Malaria is still a problem in Ghana because unreported cases are more than the reported cases; there is low usage of insecticide-treated mosquito nets.
Some people resort to local and self-mediation, dwindling funds and lack of quality care due to patient to nurse ratio is also not helping matters.
Advocacy initiatives after training
Advocacy has not been smooth for Michael as the COVID-19 pandemic disrupted his plans.
He had met the Central Regional Director of Health and the Central Regional Malaria Focal Person and had prepared to hit the ground.
But Ghana was faced with a two-edged problem and needed to fight COVID-19 and malaria simultaneously.
The Ghana Health Service recorded at least 54 deaths from malaria between January and March 2020. Sixteen of the deaths occurred among children under five years, as one million people tested positive for malaria within the period. Out of this, 21,201 were children under five years, and 28,764 were pregnant women.
In the pandemic chaos, the alarming figures of malaria spurred Michael to lead massive clean-up exercises and education on the improvement of sanitation in some 10 basic schools located in Cape Coast.

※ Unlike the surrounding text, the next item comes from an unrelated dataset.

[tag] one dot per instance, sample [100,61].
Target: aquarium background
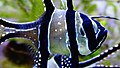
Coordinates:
[13,52]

Social distancing, lockdowns and other restrictions meant improvised outreaches via online platforms.
Michael decided to train a second generation of advocates to carry on the sensitization and education on malaria in the community after the situation eased.
In the darkness, there is light
Michael hopes to engage in targeted advocacy in meeting with people living in areas with high records of malaria to work together in achieving zero malaria cases.
He intends to meet with political and policy officials to collectively work towards increased funding to strengthen Ghana’s health system and to halve malaria infections by 2023.